Fun outside and inside
The exterior layout of the Mazda 3 reminds car aficionados of the current model Ford Focus and the rotary-powered Mazda RX-8, thanks to sleek, dynamic lines and bold flaring, evidence of its sporty heritage. The aforementioned styling cues also make the car an attention-grabber, even in playgrounds of the rich and famous (such as Greenbelt 3's parking lot). But what makes the "V" stand out from its "R" and "S" brethren is its own distinct bumper design and a five-point honeycomb grill with integrated foglamps.
But if the interior is sure to make you go "Ooohh", the interior is sure to make you go "Aaahh." A distinctly European character can be seen in the design of the quarter panel glass, the dashboard, the seats and the dashboard gauge cluster arrangement and layout. The quarter panel glass design is reminiscent of the Volvo S40 (another one of the Mazda 3's design inspirations), while the dashboard reminds you of the E46 BMW 3-Series, but with far more plastic trim. The fabric and color of the seats accentuate the interior and provide comfortable seating for five, while the power-assisted locks require a manual pull or push of the driver's side lock to lock/unlock all four doors, a "low-tech" feature in such a technology-laden car.
The radio features a six-compact disc system, along with 12 preset FM stations, six preset AM stations, volume/toggle switches on the steering wheel and amber illumination, but needs to do away with the said amber lighting. To the author, amber lighting is too dull and it would be far better if the lighting were of a green or blue color. The airconditioning system and circular aircon vents provide instant rushes of cold air, but takes awhile to provide it. The aforementioned dashboard gauge cluster reminds you of the 1980s Opel cars, but like the radio, the gauges can do away with the amber illumination.
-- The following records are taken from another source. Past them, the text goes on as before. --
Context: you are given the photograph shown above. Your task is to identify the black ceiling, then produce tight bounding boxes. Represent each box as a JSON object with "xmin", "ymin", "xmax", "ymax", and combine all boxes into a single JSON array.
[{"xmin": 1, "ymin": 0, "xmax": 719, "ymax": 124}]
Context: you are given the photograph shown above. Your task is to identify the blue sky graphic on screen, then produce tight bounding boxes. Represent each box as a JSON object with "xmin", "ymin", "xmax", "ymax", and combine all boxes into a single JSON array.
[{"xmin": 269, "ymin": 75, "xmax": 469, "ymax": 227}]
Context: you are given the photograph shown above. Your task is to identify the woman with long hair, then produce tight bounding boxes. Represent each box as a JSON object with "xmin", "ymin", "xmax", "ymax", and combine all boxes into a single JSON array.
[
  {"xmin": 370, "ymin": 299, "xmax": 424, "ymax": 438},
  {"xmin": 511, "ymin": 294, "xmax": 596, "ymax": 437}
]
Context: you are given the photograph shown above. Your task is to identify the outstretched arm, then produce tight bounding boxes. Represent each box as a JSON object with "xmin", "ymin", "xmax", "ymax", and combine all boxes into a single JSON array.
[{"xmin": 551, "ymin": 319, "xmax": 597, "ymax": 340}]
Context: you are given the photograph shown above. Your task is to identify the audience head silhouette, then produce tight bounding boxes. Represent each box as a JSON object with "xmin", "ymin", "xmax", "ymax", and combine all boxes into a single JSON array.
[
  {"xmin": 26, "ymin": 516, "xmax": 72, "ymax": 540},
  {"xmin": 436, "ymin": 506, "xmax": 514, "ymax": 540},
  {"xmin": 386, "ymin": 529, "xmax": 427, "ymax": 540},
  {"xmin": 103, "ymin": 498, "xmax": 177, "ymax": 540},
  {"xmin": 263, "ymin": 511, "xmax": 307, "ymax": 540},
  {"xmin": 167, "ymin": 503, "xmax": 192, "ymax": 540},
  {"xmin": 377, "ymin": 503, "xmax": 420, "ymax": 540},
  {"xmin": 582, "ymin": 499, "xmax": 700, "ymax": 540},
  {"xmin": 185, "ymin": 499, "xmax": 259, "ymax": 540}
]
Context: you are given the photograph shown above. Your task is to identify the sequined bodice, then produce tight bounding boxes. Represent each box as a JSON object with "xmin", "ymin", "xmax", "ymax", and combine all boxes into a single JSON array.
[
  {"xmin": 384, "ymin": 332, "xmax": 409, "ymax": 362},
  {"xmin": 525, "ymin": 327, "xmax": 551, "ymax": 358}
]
For passengers who love to drink in the car, cupholders and space providers galore give more than ample places to put drinks and what-have-you anywhere within the interior. And if that's not enough, a BIG glove compartment provides space for (literally) an arm, a leg, a .45 caliber pistol, or maybe even a big stash of cash. Metal plated strips on the driver and front passenger side sills of the car provide an instant sporty look upon entry, but the sills are so wide ladies who wear high or stiletto heels can bang the sharp rear ends of their shoes on the strips and scratch them.
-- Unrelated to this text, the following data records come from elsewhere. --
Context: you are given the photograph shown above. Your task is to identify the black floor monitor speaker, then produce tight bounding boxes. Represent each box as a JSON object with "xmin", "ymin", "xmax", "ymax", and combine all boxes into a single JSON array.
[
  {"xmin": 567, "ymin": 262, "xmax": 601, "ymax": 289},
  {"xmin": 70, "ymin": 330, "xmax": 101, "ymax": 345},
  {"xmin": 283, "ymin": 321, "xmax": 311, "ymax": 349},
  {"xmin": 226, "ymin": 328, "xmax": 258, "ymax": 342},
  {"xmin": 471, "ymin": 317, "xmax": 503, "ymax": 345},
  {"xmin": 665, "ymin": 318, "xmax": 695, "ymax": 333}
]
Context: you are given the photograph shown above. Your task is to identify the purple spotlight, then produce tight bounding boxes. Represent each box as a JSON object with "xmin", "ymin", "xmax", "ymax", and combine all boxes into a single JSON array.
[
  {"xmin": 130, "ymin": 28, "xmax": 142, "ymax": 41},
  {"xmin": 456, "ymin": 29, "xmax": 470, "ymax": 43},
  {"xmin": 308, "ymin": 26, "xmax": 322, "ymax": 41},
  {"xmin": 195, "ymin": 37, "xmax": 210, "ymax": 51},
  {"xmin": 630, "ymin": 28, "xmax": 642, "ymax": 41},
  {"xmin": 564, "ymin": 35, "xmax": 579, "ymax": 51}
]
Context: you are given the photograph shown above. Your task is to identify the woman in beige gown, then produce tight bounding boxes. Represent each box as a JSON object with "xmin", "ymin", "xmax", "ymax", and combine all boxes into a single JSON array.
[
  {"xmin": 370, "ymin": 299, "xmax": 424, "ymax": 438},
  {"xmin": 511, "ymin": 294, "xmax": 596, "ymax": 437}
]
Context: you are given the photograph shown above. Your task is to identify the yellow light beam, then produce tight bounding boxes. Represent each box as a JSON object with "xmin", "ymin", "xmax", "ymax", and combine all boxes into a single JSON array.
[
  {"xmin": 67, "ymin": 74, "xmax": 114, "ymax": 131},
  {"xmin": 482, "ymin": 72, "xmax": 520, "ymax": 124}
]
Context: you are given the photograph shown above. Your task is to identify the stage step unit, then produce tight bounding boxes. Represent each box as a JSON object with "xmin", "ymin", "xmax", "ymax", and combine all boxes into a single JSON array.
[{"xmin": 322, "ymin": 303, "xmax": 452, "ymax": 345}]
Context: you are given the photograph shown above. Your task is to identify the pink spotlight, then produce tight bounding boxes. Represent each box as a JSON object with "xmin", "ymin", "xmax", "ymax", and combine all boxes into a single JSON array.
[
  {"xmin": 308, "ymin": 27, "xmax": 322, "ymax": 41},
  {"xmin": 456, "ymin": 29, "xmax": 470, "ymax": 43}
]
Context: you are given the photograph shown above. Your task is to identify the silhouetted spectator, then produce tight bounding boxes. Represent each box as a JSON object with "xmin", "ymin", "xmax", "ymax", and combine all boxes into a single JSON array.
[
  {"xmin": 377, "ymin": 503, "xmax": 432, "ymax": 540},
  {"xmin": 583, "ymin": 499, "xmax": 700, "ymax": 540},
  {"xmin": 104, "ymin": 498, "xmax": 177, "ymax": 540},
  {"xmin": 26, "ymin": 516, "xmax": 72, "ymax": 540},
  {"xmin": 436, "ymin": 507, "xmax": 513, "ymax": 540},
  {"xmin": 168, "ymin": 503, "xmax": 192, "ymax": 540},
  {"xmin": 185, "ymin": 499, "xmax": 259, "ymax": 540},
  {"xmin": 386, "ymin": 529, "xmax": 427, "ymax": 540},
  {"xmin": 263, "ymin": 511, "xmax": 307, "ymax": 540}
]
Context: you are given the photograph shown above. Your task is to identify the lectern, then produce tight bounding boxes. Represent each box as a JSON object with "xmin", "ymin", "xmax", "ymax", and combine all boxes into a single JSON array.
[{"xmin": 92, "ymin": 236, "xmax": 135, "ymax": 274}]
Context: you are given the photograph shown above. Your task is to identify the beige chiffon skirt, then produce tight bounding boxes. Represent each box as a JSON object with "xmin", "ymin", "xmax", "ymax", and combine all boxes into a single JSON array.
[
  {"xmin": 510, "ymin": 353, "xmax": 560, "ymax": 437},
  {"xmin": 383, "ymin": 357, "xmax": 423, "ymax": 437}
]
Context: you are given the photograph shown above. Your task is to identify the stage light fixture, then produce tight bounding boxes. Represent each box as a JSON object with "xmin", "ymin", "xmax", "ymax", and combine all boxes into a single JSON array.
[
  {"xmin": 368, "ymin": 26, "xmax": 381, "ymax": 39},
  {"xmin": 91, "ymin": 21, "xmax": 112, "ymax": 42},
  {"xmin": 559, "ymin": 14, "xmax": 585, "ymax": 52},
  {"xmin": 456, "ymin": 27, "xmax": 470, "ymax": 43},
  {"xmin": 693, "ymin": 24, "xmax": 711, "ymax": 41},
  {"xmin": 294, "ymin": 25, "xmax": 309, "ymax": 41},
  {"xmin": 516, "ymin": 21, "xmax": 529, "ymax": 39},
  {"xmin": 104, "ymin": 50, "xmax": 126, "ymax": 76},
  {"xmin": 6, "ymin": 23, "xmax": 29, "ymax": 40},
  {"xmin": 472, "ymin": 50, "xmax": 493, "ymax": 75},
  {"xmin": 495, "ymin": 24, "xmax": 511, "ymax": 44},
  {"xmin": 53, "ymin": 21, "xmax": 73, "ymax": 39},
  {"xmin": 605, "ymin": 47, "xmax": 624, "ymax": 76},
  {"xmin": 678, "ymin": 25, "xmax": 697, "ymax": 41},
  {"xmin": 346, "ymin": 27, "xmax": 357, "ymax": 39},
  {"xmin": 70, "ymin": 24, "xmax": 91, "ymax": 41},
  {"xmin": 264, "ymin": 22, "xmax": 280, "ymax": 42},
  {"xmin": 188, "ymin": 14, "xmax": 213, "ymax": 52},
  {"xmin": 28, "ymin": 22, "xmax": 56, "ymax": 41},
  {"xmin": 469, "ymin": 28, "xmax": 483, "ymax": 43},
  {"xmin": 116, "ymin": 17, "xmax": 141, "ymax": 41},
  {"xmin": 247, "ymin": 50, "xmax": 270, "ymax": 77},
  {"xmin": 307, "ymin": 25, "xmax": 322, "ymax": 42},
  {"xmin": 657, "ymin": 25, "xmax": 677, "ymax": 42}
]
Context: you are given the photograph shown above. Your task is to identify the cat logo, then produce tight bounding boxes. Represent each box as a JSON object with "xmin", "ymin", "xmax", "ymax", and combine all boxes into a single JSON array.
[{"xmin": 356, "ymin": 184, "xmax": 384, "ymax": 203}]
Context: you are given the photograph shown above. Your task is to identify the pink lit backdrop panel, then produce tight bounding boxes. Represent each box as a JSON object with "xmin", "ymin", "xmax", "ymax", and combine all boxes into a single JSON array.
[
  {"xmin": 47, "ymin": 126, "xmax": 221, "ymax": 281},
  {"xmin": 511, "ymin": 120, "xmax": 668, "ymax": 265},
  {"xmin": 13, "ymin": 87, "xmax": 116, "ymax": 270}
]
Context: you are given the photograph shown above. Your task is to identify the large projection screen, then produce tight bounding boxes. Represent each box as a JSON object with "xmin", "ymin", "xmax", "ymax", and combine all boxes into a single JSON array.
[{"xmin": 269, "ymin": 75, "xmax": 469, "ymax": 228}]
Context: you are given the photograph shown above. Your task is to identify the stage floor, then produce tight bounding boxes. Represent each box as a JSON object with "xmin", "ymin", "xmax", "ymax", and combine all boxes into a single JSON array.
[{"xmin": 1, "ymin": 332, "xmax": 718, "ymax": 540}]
Despite the carpeting and power lock snafus, along with issues about amber illumination and the lack of an additional gear, PhP 795,000 seems to be money well spent in investing in a car that has a solid sports heritage, a lively engine and design cues that prompted the Car of The Year Awards Group, Inc. (CAGI) to bestow upon it the award for "Best Overall Design". The author can only wonder how he can budget Php 795,000 over two to three years to acquire the Mazda 3.